Scouts were taken to the Woolwash at Port MacDonnell and told to make their way back to the camp site, a distance of about 10km, any way they chose.
It was even suggested they could “borrow” a bike if they so desired.
The first person home would win the challenge.
I used my initiative and took a huge gamble.
Assistant scout master Les Burcezky had a Volkswagen and with scout master Colin Bodey they planned to drive back to the camp and await the first arrival.
The car was parked nearby and as other scouts headed off I slid into the VW and hid on the floor between the back and front seats and pulled a blanket over me.
The two scout masters had no idea I was lying in the back and when they arrived I jumped out and claimed victory.
At first I did not really expect to pull it off, but with initiative and a little luck it worked.
Scouts also taught me life skills in how to cook, wash, iron and be self-sufficient which proved more than handy much later when bringing up my son after gaining primary custody.
Those life skills proved a life-saver and with him living with me during school week days, together we had a lot of fun preparing meals and doing household chores.
It is difficult making household chores “fun” for an eight-year-old but the good thing was he learnt those skills so he could use them in later life.
The great pity today is that scouting is not seen as popular as it once was and many of today’s younger generation parents show little desire in encouraging their children to take it up.
One of the things highlighted in the published research on scouting was that in almost all cases, scouting provided self-confidence and the emotional capacity to help cope during difficult times.
Significantly, the research said that those in scouting were more likely to have a healthier mental state – 62pc versus 49pc for other children and they also held out more hope for a positive future – 79pc compared with 69pc for non-Scouts.

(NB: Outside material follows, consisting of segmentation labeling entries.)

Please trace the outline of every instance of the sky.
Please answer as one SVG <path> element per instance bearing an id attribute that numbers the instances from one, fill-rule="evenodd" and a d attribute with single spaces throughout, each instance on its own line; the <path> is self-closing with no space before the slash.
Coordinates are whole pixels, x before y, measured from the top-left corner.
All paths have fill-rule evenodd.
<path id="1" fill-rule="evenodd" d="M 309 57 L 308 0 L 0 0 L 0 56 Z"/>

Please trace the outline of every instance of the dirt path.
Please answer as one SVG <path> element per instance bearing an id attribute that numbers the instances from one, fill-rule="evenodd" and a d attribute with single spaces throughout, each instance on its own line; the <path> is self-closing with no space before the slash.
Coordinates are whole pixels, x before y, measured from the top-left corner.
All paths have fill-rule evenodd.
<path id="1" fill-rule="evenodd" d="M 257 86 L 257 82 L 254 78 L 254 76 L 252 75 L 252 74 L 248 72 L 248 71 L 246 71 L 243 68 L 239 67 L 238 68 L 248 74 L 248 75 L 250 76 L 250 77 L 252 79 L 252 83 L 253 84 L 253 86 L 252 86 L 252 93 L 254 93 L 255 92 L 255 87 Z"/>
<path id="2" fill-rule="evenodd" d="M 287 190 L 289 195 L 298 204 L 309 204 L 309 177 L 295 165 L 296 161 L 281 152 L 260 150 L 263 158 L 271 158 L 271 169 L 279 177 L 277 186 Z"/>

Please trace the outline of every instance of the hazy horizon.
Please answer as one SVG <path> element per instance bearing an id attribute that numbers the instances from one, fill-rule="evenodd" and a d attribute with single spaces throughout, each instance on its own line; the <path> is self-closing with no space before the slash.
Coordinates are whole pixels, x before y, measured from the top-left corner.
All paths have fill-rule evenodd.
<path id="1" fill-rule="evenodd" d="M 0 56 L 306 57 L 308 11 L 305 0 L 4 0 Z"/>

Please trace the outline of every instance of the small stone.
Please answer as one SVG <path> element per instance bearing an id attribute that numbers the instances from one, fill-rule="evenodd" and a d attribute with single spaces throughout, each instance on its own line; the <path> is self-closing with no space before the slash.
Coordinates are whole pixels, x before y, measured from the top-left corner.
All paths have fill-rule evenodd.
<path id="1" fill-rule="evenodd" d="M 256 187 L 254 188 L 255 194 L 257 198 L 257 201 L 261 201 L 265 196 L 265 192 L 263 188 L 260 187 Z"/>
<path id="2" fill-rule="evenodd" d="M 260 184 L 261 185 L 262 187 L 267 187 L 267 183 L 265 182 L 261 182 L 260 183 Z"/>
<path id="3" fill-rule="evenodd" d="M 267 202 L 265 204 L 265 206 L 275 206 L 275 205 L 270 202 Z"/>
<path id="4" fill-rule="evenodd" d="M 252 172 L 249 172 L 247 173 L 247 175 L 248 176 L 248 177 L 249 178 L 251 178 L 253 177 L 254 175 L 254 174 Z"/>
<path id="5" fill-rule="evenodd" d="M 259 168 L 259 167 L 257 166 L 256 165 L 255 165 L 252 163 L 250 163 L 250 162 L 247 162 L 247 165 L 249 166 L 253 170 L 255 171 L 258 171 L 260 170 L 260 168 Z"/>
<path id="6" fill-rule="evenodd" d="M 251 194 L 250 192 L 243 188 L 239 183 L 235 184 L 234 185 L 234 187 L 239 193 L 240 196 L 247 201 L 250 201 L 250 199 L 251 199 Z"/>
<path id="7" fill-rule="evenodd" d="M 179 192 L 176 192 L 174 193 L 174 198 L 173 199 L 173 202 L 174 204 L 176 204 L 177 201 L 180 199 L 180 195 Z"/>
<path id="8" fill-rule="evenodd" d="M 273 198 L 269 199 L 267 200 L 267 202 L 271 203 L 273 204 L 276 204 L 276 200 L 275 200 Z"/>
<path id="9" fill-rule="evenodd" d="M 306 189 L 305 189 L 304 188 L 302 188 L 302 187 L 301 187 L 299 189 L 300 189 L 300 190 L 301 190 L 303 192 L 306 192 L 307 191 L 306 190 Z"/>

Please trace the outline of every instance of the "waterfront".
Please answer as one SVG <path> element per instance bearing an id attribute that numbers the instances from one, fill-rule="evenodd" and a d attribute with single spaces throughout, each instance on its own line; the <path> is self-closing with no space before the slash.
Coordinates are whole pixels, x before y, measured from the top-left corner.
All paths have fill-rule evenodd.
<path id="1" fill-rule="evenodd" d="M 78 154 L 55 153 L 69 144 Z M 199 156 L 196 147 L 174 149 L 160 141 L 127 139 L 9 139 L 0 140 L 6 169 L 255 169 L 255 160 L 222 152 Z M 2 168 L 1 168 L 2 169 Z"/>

It also stated that on every measure, children participating in scout activities performed better than their peers.
Those in Scouts were also more likely to give their time to help others in society, trusted others more and get this – 76pc versus 69pc were likely to enjoy school more (that did not apply to me!) And Scouts were more likely to know they could solve a problem when others wanted to quit.
Yep, I agree with all that because I have seen it all my life and I know what Scouting gave me and still gives today.
“Be Prepared” is the Scout’s motto and by being prepared, so many of today’s problems are more easily solved.